Toyotetsu, an auto parts plant in Simcoe, has temporarily closed down, leaving some 1,200 employees out of work.

It had eight staff test positive over the past few weeks, many of which weren't on-site, according to a statement on Facebook.

"We recognize the disruption that this has caused for many of you, and we are working closely with the Haldimand-Norfolk Health Unit regarding the safe re-starting of our operations," said human resources manager Brad G. Krampp.

"As we continue to follow their guidance, a return-to-work date will be determined with your health and the health of your families as our primary consideration."

But the company said it would continue paying staff through the end of the week and they'll receive that pay next Friday.

47 infections at Fearman's pork plant as of Monday

The union representing staff at Fearman's pork plant say 47 people had COVID-19 as of Monday.

Tim Deelstra, UFCW 175 and 633 spokesperson, said the outbreak started on April 18 most of those cases were in one department and he doesn't know of anyone that was hospitalized "to the best of our information right now."

He said there's an "overwhelmingly a large sense of concern" from workers.

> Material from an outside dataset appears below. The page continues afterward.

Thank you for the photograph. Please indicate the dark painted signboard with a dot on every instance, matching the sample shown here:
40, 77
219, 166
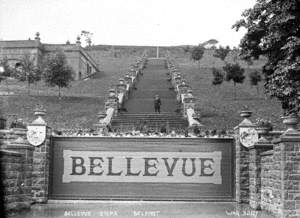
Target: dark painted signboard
141, 168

And he said Fearman's could have done a better job sharing information about the outbreak.

This sign warns visitors at Hamilton City Hall not to enter if they have symptoms of COVID-19. (Dan Taekema/CBC)

"We're continuing to have those conversations with the employer about that," Deelstra said.

"There's just overwhelmingly a large sense of concern."

He added Halton public health is going to do testing at the site and host a vaccine clinic there.

"We want to see that happen for all essential workers across the province ASAP," Deelstra said.